Re: [PATCH] Fix recognizing 0x11A7 as a Hangul T syllable in Unicode normalization

From: Michael Paquier <michael(at)paquier(dot)xyz>
To: Diego Frias <mail(at)dzfrias(dot)dev>
Cc: pgsql-hackers(at)lists(dot)postgresql(dot)org
Subject: Re: [PATCH] Fix recognizing 0x11A7 as a Hangul T syllable in Unicode normalization
Date: 2026-06-04 04:07:00
Message-ID: aiD55PbCxUKuScRr@paquier.xyz
Views: Whole Thread | Raw Message | Download mbox | Resend email
Thread:
Lists: pgsql-hackers

On Mon, Jun 01, 2026 at 11:38:32AM -0700, Diego Frias wrote:
> In short, TCount actually counts 1 more than the number of T
> syllables; this is so s % TCount == 0 implies that s has no T
> syllable (because the 0th place represents the absence of a T
> syllable), where s is the s-index of a precomposed Hangul
> character.
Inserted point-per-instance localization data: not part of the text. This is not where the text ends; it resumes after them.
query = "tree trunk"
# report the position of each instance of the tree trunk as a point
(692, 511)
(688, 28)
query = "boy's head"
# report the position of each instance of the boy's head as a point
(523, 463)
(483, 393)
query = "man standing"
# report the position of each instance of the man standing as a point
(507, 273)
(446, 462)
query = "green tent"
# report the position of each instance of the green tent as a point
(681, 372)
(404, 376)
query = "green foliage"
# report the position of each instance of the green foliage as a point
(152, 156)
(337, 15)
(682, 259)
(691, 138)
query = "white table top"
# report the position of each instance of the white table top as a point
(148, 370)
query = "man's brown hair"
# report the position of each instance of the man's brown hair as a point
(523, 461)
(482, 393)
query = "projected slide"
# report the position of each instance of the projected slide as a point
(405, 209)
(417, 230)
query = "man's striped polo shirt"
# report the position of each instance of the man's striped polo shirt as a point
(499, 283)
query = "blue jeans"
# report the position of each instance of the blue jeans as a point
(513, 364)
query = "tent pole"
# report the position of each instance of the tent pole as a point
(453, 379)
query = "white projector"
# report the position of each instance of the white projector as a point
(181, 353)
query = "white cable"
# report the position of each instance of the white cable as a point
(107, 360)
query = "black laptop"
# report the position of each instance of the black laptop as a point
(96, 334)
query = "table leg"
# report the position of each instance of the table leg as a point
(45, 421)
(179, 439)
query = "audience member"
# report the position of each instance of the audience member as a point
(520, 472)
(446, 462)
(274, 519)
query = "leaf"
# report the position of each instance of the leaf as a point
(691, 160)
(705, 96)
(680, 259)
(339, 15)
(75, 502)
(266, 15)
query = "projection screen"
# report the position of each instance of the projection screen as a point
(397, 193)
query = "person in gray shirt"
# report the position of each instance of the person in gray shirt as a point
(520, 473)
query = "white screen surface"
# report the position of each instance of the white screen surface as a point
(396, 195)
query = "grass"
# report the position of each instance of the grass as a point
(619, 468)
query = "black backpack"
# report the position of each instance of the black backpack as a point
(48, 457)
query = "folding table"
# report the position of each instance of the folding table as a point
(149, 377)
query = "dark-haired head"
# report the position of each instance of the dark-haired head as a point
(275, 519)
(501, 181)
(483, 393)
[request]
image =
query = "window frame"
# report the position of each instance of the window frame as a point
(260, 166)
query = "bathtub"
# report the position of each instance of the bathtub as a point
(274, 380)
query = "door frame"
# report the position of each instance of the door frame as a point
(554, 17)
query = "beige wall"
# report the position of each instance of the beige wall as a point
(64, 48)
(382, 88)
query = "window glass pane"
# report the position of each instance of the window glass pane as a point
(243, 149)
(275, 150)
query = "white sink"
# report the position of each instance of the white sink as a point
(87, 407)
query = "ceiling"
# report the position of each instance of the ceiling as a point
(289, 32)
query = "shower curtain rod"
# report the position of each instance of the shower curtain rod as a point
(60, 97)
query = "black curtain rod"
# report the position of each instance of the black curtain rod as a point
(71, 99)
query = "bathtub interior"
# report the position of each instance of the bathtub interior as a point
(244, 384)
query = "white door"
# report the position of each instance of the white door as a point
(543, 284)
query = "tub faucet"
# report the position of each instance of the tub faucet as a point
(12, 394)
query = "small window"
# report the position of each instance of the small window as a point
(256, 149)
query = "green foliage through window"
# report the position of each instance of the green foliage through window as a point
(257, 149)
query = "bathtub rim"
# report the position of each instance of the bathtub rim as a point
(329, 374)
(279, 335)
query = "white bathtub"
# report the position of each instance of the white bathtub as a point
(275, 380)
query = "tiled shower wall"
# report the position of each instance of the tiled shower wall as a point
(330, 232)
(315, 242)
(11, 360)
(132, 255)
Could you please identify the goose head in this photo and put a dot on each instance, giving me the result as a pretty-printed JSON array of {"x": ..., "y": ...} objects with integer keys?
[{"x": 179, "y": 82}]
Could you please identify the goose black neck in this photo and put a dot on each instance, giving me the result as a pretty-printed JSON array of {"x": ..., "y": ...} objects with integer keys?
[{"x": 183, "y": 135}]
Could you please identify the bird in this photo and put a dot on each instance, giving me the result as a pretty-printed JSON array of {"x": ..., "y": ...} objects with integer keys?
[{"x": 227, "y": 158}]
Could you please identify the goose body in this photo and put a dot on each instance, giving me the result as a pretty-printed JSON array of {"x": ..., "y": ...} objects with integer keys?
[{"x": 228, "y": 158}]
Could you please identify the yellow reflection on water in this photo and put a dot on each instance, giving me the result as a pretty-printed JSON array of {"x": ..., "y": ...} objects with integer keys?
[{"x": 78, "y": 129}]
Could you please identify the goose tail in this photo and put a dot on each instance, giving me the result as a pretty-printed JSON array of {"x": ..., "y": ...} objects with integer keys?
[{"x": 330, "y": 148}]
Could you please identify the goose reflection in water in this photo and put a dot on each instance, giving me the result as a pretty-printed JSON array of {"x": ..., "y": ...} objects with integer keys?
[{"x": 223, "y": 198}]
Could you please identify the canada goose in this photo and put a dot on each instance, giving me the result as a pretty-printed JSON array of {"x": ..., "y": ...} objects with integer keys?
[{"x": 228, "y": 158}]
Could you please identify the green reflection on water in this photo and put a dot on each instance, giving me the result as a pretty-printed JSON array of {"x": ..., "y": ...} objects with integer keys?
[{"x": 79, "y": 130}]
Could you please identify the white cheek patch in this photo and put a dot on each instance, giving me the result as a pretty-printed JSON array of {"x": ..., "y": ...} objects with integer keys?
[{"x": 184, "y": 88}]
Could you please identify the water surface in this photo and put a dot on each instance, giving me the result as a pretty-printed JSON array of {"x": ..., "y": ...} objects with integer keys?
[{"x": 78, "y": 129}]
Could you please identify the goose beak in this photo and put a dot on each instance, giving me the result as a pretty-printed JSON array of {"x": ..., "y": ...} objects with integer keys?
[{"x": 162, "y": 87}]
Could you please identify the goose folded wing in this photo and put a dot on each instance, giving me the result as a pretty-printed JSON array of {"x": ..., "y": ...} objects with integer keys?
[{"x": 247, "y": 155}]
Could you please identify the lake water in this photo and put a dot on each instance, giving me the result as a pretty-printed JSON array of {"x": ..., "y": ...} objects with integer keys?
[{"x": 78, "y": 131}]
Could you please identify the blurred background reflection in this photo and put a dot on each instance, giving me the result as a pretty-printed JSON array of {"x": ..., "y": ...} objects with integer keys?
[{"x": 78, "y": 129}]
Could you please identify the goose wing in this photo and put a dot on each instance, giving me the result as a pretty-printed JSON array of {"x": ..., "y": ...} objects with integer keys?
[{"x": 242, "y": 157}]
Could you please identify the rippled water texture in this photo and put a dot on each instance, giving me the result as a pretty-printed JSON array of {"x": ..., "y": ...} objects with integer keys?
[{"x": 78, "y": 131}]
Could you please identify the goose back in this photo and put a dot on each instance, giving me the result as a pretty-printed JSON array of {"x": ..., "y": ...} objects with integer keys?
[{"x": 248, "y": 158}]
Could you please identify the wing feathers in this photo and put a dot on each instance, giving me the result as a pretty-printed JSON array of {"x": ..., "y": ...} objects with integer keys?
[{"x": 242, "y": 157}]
Anyway, since PostgreSQL recognizes 0x11A7 as a T
> syllable, the composition algorithm yields a nonsense character when
> 0x11A7 is put in the T position.

Oops. Yes, including TBASE in the recomposition is incorrect, finding
your quote here (TBase is set to one less..):
https://unicode.org/versions/Unicode17.0.0/core-spec/chapter-3/#G59688

The character gets eaten by the normalization. Pas glop.

> Let me know if this patch needs anything else. I can write a test
> for this, but it looks like the current testing setup in
> src/common/norm_test.c only runs the Unicode test suite and isn’t
> built for writing custom tests. If that is something of interest,
> though, I’m happy to add that to this patch.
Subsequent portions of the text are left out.